PM1b — Polymarket Long-Tail Correction
Context
The original PM1 baseline experiment concluded that Polymarket is hyperefficient across its top 650 markets by volume and that directional strategies have nowhere to go. That conclusion was correct for the markets it measured but wrong as a statement about the venue, because our pagination approach capped us at the top ~650 volume rank — which corresponded to markets with $7M+ total volume.
The founder asked to validate Option 1 (scan below volume rank 650) first. We did, and the picture flipped.
What went wrong the first time
Polymarket’s Gamma /markets endpoint has a server-side pagination limit around offset 950. Beyond that, requests return 500 Internal Server Error. Our long-tail scan using pure offset-based pagination hit this wall and silently misreported the volume distribution — we thought we were reaching into the long tail but were still looking at $6.4M–$8.8M markets.
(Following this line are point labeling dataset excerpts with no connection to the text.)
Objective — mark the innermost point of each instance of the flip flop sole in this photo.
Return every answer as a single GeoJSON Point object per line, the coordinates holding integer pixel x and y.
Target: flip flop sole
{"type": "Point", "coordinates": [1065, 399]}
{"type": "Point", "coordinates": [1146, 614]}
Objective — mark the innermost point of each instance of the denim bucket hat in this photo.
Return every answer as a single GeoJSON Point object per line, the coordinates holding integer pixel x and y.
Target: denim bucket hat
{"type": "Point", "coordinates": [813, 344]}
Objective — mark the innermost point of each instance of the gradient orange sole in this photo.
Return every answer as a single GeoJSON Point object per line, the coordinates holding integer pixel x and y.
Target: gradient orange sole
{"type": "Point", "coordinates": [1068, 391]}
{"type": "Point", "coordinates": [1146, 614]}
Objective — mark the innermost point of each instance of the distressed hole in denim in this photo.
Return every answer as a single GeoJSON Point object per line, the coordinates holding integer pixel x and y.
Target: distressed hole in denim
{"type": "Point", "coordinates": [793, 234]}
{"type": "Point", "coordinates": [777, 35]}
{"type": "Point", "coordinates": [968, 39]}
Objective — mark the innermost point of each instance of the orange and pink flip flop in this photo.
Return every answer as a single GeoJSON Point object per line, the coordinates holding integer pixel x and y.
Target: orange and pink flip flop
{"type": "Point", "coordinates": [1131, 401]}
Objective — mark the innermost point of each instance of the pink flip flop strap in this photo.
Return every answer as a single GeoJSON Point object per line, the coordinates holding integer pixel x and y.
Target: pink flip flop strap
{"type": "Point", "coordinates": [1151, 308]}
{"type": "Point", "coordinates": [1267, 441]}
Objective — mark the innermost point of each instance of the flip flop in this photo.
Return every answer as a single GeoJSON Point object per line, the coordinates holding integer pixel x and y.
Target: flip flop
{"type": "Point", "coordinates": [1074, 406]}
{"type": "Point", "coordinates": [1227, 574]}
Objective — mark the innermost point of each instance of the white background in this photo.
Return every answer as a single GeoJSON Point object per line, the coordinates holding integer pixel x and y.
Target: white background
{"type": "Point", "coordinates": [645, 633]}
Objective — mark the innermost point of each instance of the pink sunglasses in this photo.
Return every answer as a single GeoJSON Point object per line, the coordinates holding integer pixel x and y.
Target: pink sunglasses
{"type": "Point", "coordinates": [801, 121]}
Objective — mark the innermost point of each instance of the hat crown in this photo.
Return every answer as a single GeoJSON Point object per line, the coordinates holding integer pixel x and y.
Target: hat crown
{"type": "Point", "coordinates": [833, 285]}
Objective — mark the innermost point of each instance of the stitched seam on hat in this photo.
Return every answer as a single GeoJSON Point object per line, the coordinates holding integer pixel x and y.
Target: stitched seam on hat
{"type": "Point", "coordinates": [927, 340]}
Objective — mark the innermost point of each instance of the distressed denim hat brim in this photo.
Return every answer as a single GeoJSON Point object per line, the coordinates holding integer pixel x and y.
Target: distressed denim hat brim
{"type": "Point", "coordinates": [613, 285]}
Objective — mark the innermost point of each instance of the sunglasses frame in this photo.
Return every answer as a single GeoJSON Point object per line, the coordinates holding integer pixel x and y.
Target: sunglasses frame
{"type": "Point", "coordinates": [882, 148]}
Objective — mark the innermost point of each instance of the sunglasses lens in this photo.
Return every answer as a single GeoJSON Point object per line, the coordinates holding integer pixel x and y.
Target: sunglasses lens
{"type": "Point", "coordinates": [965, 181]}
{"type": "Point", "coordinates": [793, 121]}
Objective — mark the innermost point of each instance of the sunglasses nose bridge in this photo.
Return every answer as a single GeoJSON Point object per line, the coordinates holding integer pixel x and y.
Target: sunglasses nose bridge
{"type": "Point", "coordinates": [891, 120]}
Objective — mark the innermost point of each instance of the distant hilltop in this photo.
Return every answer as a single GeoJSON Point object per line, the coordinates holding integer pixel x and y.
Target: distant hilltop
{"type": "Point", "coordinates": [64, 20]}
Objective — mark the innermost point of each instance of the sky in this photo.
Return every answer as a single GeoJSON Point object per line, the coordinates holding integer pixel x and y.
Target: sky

The fix is to use the volume_num_min / volume_num_max query params, which let us target specific volume bands directly without fighting pagination. That’s now exposed in autoinv.polymarket.list_markets as dedicated parameters.
Methodology v2
Five volume bands spanning four orders of magnitude:
| Band | Range |
|---|---|
| tiny | $10K–$100K |
| small | $100K–$500K |
| mid-small | $500K–$2M |
| mid | $2M–$10M |
| large | $10M–$100M |
For each band: pull up to 200 resolved markets via volume_num_min/volume_num_max, fetch daily price history, snapshot the mid 3 days before resolution, compute Brier against the realized outcome.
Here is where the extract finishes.